- Church: Episcopal Church
- Province: III
- Diocese: Diocese of Pittsburgh
- Elected: June 26, 2021
- Installed: November 14, 2021
- Predecessor: Dorsey W. M. McConnell
- Other posts: Associate Rector, St. Luke's Episcopal Church, Alexandria, Virginia (2005–2014) Rector, Brandywine Collaborative Ministries, Wilmington, Delaware (2014–2021)

Orders
- Ordination: June 18, 2005 (deacon) December 21, 2005 (priest)
- Consecration: November 13, 2021

Personal details
- Born: Port-au-Prince, Haiti
- Denomination: Anglican
- Spouse: Scott Solak
- Education: Catholic University of America Virginia Theological Seminary

= Ketlen A. Solak =

Ketlen Adrien Solak is a Haitian-American prelate of the Episcopal Church who serves as the ninth bishop of the Episcopal Diocese of Pittsburgh. Elected in 2021, she is the first woman and the first person of color to serve in that role.

==Early life and education==
Ketlen Adrien was born and raised in Port-au-Prince, Haiti, in a devout Catholic family active in community service. She moved to the United States as a teenager to pursue her education, eventually earning both a Bachelor of Music and a Master of Music in piano performance from the Catholic University of America.

Her interest in scripture began in adolescence, culminating in a decision to read the entire Bible. She has cited Paul's Epistle to the Romans as instrumental in discerning her call to ordained ministry. Initially uncertain of this call as a Catholic woman, Solak later found resonance with the Episcopal Church and its liturgical and theological expression.

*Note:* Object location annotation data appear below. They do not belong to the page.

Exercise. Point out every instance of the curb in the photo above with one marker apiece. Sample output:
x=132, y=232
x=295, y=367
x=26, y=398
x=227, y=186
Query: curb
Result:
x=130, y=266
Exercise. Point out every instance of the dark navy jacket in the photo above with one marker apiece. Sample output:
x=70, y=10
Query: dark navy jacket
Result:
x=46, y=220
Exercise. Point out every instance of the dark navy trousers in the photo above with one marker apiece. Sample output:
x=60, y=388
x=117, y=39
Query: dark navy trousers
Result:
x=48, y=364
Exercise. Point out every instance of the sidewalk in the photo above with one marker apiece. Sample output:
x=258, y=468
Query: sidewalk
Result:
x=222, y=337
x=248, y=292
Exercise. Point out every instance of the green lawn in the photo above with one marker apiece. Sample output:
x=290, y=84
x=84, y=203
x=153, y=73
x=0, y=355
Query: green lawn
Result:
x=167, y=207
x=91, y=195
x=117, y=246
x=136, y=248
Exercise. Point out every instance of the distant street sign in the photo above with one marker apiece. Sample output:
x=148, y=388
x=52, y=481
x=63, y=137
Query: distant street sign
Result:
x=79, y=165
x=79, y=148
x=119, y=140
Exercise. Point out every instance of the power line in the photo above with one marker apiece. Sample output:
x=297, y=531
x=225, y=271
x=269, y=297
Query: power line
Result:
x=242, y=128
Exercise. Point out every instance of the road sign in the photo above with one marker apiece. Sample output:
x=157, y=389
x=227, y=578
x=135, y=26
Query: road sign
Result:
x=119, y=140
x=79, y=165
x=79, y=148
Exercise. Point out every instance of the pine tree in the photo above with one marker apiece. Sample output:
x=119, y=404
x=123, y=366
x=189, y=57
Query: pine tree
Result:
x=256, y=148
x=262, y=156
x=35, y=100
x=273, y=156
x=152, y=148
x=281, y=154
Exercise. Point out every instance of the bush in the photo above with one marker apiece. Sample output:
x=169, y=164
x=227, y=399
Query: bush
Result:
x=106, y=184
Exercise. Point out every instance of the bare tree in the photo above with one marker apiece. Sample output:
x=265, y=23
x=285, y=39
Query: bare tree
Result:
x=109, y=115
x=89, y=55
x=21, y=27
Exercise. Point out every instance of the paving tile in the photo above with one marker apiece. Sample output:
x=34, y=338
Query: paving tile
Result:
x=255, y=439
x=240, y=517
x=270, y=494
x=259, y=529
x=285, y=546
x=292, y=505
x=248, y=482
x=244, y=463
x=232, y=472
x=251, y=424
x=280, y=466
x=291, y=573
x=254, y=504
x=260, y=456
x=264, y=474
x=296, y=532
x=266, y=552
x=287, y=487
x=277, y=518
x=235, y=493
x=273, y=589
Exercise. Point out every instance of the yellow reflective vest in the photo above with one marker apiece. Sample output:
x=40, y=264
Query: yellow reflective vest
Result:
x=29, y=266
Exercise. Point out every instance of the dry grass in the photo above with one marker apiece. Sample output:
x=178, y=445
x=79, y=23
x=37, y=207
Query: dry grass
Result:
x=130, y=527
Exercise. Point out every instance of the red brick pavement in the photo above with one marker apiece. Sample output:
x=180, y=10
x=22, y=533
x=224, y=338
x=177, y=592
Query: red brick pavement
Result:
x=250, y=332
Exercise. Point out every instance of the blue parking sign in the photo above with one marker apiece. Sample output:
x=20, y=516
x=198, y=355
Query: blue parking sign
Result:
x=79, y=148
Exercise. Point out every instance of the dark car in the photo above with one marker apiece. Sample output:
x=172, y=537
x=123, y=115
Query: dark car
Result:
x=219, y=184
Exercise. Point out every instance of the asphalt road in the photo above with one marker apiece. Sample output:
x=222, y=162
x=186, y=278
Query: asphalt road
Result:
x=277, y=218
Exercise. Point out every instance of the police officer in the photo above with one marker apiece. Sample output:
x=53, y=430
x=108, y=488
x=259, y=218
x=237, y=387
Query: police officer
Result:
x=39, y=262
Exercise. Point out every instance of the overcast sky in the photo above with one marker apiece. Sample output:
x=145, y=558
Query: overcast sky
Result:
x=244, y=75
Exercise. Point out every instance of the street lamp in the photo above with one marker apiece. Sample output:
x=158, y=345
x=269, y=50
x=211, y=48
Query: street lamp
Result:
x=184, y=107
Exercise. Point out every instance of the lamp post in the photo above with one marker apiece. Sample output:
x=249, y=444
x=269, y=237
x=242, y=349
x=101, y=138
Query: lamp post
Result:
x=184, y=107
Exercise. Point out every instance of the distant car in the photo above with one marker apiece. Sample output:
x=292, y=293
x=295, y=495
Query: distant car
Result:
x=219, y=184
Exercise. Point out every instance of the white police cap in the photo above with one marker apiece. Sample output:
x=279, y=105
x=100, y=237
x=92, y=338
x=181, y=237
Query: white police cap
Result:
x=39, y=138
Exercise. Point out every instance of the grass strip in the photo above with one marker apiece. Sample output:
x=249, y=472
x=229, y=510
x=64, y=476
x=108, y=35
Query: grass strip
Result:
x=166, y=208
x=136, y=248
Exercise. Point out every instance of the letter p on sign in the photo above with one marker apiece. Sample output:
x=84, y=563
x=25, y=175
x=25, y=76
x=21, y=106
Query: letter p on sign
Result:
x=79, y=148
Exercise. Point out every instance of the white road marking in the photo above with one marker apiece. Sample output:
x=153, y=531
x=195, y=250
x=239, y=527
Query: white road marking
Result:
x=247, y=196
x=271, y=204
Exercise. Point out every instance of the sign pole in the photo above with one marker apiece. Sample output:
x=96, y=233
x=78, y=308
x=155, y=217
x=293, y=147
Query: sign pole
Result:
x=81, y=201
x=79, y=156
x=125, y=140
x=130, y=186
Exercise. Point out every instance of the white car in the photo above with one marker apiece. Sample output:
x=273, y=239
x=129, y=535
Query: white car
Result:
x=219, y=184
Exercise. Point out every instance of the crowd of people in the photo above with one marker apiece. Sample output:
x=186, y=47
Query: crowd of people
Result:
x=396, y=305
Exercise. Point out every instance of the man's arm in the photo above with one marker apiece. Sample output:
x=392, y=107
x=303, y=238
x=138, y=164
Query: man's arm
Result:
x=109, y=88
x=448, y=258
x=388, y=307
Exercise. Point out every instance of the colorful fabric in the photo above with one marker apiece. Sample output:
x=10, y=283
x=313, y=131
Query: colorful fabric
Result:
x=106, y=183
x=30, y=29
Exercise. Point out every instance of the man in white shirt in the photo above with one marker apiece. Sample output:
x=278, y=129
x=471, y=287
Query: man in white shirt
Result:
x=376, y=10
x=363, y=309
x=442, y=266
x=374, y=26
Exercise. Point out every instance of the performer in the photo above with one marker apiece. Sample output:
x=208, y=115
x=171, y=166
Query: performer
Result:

She earned a Master of Divinity in 2005 from Virginia Theological Seminary. She was ordained a deacon on June 18, 2005 and a priest on December 21, 2005 for the Diocese of Virginia.

==Early ministry==
Following her ordination in the Episcopal Church, Solak served as associate rector of St. Luke’s Episcopal Church in Alexandria, Virginia, from 2005 until 2014. She then became the founding rector of Brandywine Collaborative Ministries in Wilmington, Delaware, a shared ministry of three congregations. At the same time, she earned a Doctor of Ministry in 2016 from Virginia Theological Seminary.

==Bishop of Pittsburgh==
Solak was elected bishop of Pittsburgh on June 26, 2021, in a special diocesan convention held to select a successor to Bishop Dorsey McConnell. She was elected on the third ballot, receiving 56 percent of clergy votes and 54 percent of lay votes. She was ordained and consecrated on November 13, 2021, at Calvary Episcopal Church in Pittsburgh, and formally seated the following day at Trinity Cathedral.

In her acceptance speech, Solak characterized her ministry with the phrase "a Pittsburgher for Jesus," which became a popular slogan within the diocese. As bishop, she has emphasized reconnection and community rebuilding following the COVID-19 pandemic.

She is known for her musical background and often integrates song lyrics and hymns into her preaching, sometimes singing during services.

==Personal life==
Solak met her husband, Scott Solak, while both were auditioning for Catholic University’s music program. They married and have been together for over forty years. The couple resides in Mt. Lebanon, a suburb of Pittsburgh, where Scott continues to teach music. They have a dog named Cinder.